Black Vulture icon


{ coragyps atratus }
These quiet scavengers are an important part of our ecosystem… and protected by law.


Elvira and Manson were inherited from the original Yellow River Game Ranch collection. Manson is the male and has more black feathers on his head. Elvira is the female. You will often find Manson trying to feed from Elvira’s mouth during feeding time. Manson has a noticeable limp, but don’t worry, our vet has been on the case and has determined it to be an older injury that just acts up at times.

Elvira at Yellow River
Manson at yellow River Wildlife


Yellow River Wildlife Sanctuary Least threatened

Least Concern

Black Vulture size compared to man

Compared to a 6′ Man

YRWS weight icon

3.5 – 6.5 lbs

YRWS lifespan icon

10 Years

YRWS diet icon


YRWS regions icon

North and South America

The range of black vultures’ spreads from the southeastern United States down through Chile and Uruguay in South America. They prefer lowland areas with a mix of open spaces and wooded forests. They can also be found alongside rivers, swamps, and wetlands. It is very rare to see them in mountainous areas.


Black vultures are fairly large birds of prey with wingspans of 5 feet. They stand about 2.5 feet tall and weigh an average of 3.5 to 6.5 pounds, slightly less in tropical lowlands. Their feathers are glossy black except for white patches at the base on the underside of their wings. Black vultures have relatively short tails which are squared off. Their heads and necks are featherless, with greyish, wrinkled skin. While they are birds of prey, their talons are flat and relatively weak – not particularly suited for grasping. They have keen eyesight which aides them in spotting food from high above, but a less developed sense of smell. Black vultures also lack a syrinx, which is a vocal organ, leaving them with only the ability to grunt and hiss.
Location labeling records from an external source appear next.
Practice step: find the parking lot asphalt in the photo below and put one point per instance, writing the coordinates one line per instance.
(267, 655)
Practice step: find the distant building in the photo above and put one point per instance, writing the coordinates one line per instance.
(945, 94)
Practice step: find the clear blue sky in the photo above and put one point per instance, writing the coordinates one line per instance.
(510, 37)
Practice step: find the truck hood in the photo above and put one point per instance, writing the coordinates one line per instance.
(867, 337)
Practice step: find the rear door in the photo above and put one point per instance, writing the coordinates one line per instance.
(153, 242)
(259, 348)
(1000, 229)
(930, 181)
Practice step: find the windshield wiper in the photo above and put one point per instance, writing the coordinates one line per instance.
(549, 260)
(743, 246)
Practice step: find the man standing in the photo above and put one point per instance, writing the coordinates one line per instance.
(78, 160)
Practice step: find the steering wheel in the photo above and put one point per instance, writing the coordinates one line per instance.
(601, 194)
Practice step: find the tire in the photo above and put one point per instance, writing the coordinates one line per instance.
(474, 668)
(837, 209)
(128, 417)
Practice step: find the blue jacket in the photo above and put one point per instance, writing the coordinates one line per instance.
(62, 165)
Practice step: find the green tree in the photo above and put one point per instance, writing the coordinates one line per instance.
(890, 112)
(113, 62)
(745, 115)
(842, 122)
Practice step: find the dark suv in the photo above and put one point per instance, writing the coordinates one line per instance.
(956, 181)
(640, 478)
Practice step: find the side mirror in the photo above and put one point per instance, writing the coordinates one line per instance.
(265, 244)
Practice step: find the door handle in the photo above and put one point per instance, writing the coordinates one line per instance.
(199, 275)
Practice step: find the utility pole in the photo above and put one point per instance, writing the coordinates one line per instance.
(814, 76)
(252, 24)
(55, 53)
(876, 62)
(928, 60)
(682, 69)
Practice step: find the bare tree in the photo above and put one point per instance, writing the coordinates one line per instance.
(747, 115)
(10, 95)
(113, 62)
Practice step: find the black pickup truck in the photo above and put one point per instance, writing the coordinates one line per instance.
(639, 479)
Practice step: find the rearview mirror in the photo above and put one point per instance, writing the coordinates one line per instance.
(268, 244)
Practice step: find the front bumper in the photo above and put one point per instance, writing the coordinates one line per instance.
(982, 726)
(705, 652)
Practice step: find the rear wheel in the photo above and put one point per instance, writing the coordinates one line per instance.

Mainly carnivorous scavengers, black vultures play a vital role in our ecosystem by reducing the amount of disease that occurs on carcasses. They typically feed on carrion, but will sometimes eat eggs or young, injured animals. They will occasionally prey on young or newborn calves and are quite aggressive when feeding.

Black vultures are gregarious, and roost in large flocks. During mating season (which starts in January but can be as late as September depending on the region they live in) males can be seen circling females with wings partially outstretched, their heads bobbing up and down as they dance around her. Females lay their eggs closer to the ground, sometimes in a wooded area in a hollow log or crevice, and do not build a nest. However, decorate the area with found objects like bottle caps, glass, and other shiny materials they find. Both parents incubate the “clutch” which usually consists of 1 to 3 eggs.

The black vulture is a protected species in the United States, Canada, and Mexico under the Migratory Bird Treaty Act of 1918. It is illegal to take, kill, or possess them without a permit and punishable by fine and imprisonment.